Worldly experience can only boost Soccer's freshman keeper
Aug. 8, 2012
Natalie England, TexasSports.com
AUSTIN, Texas -- A goalkeeper's value to a team extends beyond saves and shutouts. In fact, to the other 10 players in the field, the goalie serves as the eyes in the backs of their heads and, quite often, even the voices inside them.
Texas Soccer freshman Abby Smith takes this job description seriously. When the Longhorns convened for their first training session last Thursday, Smith planted herself in the box, called teammates by name and offered direction with an assertive flair that belies her youth.
"I can't come in being shy," Smith says. "I have to earn my respect for the position. You have to be very direct."
Smith's playing pedigree also commands respect, as she is among 21 players selected to play for the U.S. Under-20 Women's National Team, which will compete in the FIFA U-20 World Cup in Japan Aug. 18-Sep. 8.
Smith was one of three goalkeepers named to the U.S. squad after she recently completed a two-week training camp in Florida. She'll leave the Longhorns to join the national team on Thursday, and if the U.S. advances to the World Cup championship match, Smith would not rejoin the Longhorns until the second week of September.
"We couldn't be more excited to have Abby here at Texas," UT head coach Angela Kelly said. "Our Texas Soccer family will be her biggest fans. We want to ensure she is prepared physically and emotionally to pursue excellence. Nothing will ever replace the experience and knowledge that she will gain at the World Cup."
Smith has been enamored with the idea of representing the red, white and blue since watching "Dare to Dream: The Story of the U.S. Women's Soccer Team," a documentary about the Americans' journey from obscurity to 1999 World Cup phenomenons and Olympic gold medal sensations.
"Every time I watch that movie, it's just inspiring to see them play," Smith says.
Smith has been involved with the U.S. U-18 and U-17 National Team camps and made her first international trip in December 2009, traveling to Argentina with the U-17 squad.
But Smith's introduction to soccer started years ago, when she was the only one on her youth league teams not afraid to go in the goal. Over the years, Smith began training with older players and even male players.
During the fast-paced confines of indoor leagues, Smith also honed her ability to anticipate, a trait that has been integral to her growth into one of the country's best young goalkeepers.
"You have to always be ahead of the play," Smith says. "If I can keep a shutout, that's great. But if we're down a goal, I still have to keep it cool and make sure everybody in front of me is relaxed and in the flow of the game. You have to keep them focused."
Usually, Smith inspires that focus with her calls from the keeper's box, but she's learning the role of being a game changer.

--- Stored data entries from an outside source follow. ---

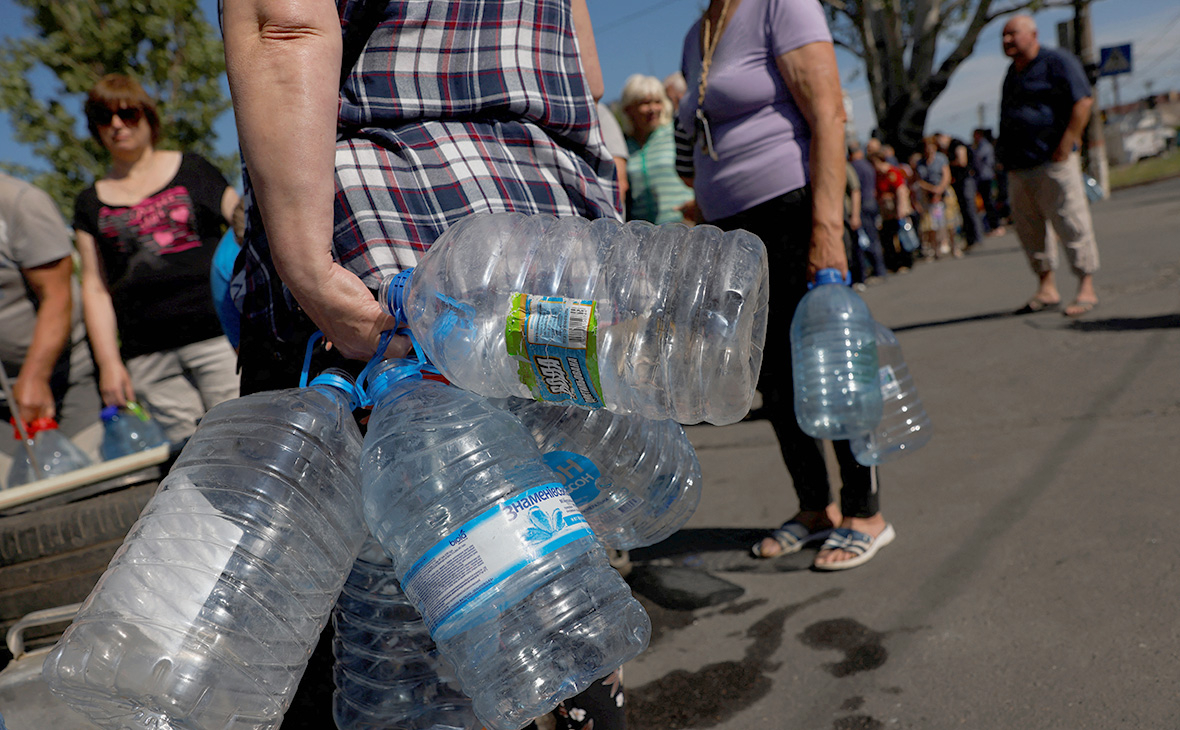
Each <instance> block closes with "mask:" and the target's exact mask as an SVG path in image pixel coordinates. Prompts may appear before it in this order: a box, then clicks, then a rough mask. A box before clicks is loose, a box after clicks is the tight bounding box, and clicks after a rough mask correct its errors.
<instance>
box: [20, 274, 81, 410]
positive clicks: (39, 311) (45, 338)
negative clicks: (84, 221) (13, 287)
mask: <svg viewBox="0 0 1180 730" xmlns="http://www.w3.org/2000/svg"><path fill="white" fill-rule="evenodd" d="M72 272H73V259H71V258H70V257H68V256H66V257H65V258H59V259H58V261H54V262H52V263H47V264H44V265H40V267H32V268H30V269H21V274H22V275H24V277H25V282H26V283H27V284H28V288H30V290H31V291H32V292H33V295H34V296H35V297H37V301H38V307H37V322H35V324H34V325H33V340H32V342H30V344H28V350H27V351H26V353H25V362H24V363H21V366H20V373H19V374H18V375H17V381H15V382H14V383H13V386H12V390H13V397H14V399H15V400H17V409H18V410H19V413H20V419H21V420H22V421H25V422H26V423H28V422H30V421H33V420H35V419H40V417H46V419H52V417H54V416H55V415H57V409H55V407H54V405H53V392H52V390H51V389H50V376H51V375H52V374H53V366H54V364H55V363H57V361H58V357H60V356H61V351H63V350H64V349H65V348H66V344H67V343H68V342H70V310H71V308H72V305H73V297H72V295H71V294H70V276H71V274H72Z"/></svg>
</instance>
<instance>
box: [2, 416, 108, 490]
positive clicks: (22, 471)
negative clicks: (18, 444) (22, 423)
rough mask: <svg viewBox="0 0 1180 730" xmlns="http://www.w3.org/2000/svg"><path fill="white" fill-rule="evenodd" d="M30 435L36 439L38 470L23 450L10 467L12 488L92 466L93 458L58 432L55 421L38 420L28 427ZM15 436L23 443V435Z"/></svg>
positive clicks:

For instance, this summer at the national championship tournament with the Dallas Texans, Smith's club team, she entered the game after 20 minutes, with her team trailing 1-0. It proceeded like that until midway through the second half.
When her team got a free kick at midfield, Smith knew the wind was at her back and that her team needed organization, a jolt even.
"I literally pushed everybody forward and took the free kick," Smith said.
The shot curled off a center line and tucked just into the upper 90 of the goal, tying the match at 1-1. After double overtime, Smith's team won in a shootout, as she saved two and influenced a third miss.
"You have to visualize what you want to do during a game," Smith says. "You have to know that you don't want to let them score. It's a mindset."
Smith's mindset is one the Longhorns welcome, even if it takes a few weeks for it to reveal itself on UT's pitch.
"The team is so supportive, and they're excited that I'm going to the World Cup," Smith says. "They're excited that I'll be coming back as well."